近年、デジタルツールなどの活用による業務改革、いわゆる「デジタルトランスフォーメーション(DX)」が話題になっています。業界問わず、コスト削減したい、売上を伸ばしたい等の目的で、様々なデジタルシステムを導入した企業は山ほど。その中、飲食業界のみに着目すると、「DX活用する意識が足りない」ことや、「DX関連の人材不足」などの問題で、従来の飲食業界は他業界と比べてDXの推進が遅れている傾向があります。しかし、近年飲食業界のDX化も急成長し始めている傾向があります。

コロナ禍や物価高騰等で飲食業のコストが急伸びしており、その対策として、DXを活用し、業務改革を通じて効率向上やコスト削減を図ろうとしている企業も多くなってきています。例えば、発注管理システムを導入して受発注関連業務の効率向上や、モバイルオーダーシステムを導入してホール業務の効率化及などが挙げられます。各種ツールの導入によって、飲食業界の様々な問題が解決できると考えられ、それ以外、「顧客情報を取得・蓄積」、「顧客満足度を向上」、「集客力を向上」「非接触でサービスを提供」などの効果も期待できます(導入ツールの種類によって異なる)。本文では飲食業界でよく活用されている「予約管理システム」、「セルフオーダーシステム」を軽く紹介していきます。

 

「予約管理システム」

予約管理システムの概要:

予約管理システムとは、従来の電話予約方式に加えて、インターネット経由で(自社ホームページや各予約サイト等)来店の予約を受付し、それらの情報を管理するシステムです。従来の電話予約ではよく発生しているダブルブッキングや予約の伝達ミスなどのヒューマンエラーを減らすこと以外に、顧客情報の管理や来客データの分析などの機能も充実し、データ活用による集客力の向上にも効果があります。また、決済システムと連携し、予約時に決済も同時に行うことも実現しているものもあります。

 

予約管理システムのメイン機能:

  • 予約受付・管理:

インターネットや電話で受けた予約を、日時別に登録し管理する機能です。その中にテーブル管理機能がある予約システムでは、店舗のレイアウトを事前に登録しておくことで予約状況をテーブルレイアウトで確認でき、各席の使用状況を可視化することもできます。
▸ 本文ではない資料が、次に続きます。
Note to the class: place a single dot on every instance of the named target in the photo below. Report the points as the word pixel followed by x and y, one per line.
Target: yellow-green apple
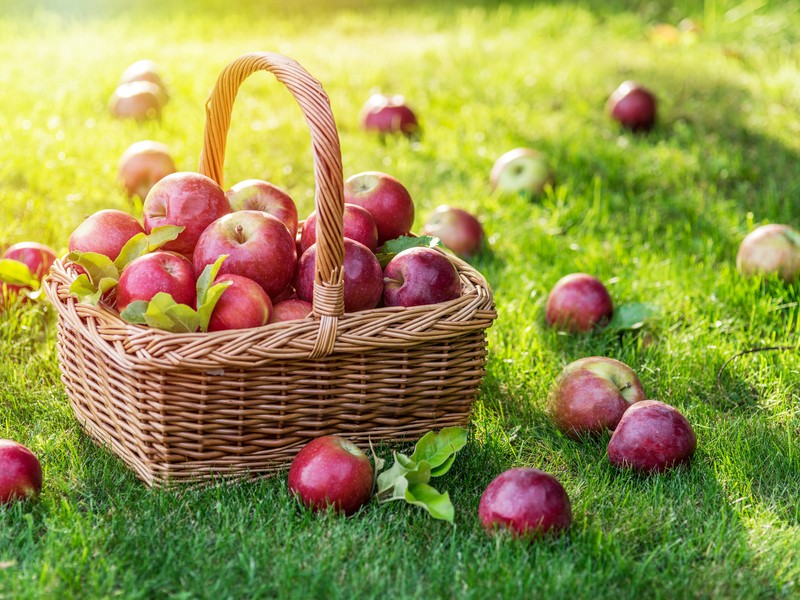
pixel 458 230
pixel 255 194
pixel 357 222
pixel 387 200
pixel 258 246
pixel 363 278
pixel 105 232
pixel 525 502
pixel 143 164
pixel 773 248
pixel 521 171
pixel 633 106
pixel 591 394
pixel 20 472
pixel 651 437
pixel 243 304
pixel 158 271
pixel 188 200
pixel 419 276
pixel 578 303
pixel 388 114
pixel 331 471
また、インターネット経由の予約を管理すること以外、電話番号に連動して電話予約の顧客情報を確認しながら円滑に電話対応することや、顧客の利用状況などをシステムに登録し、データの蓄積や管理もできます。

  • 事前決済:

予約時にクレジットカードなどで事前に決済する機能です。事前決済することにより、利用当日の手間を減らすことで、顧客にとって便利になるほか、店頭でもレジ対応の負荷が減ります。近年、クレジットカードの他、QRコードなどキャッシュレス決済も事前決済に利用できるようになっています。

また、インターネットからの予約が普及したことで、無断キャンセルや当日キャンセルなどの問題もあり、食材のロスや空き席などで、店舗側のコストが高くなる一方です。事前決済することによりある程度無断キャンセルを防ぐことにも繋がります。

  • グルメサイトとの連携:

多くの予約管理システムは、外部グルメサイトと連携する機能があります。予約システムとグルメサイトを連携することで、グルメサイトからの予約情報を自動でシステムに取り込み管理できます。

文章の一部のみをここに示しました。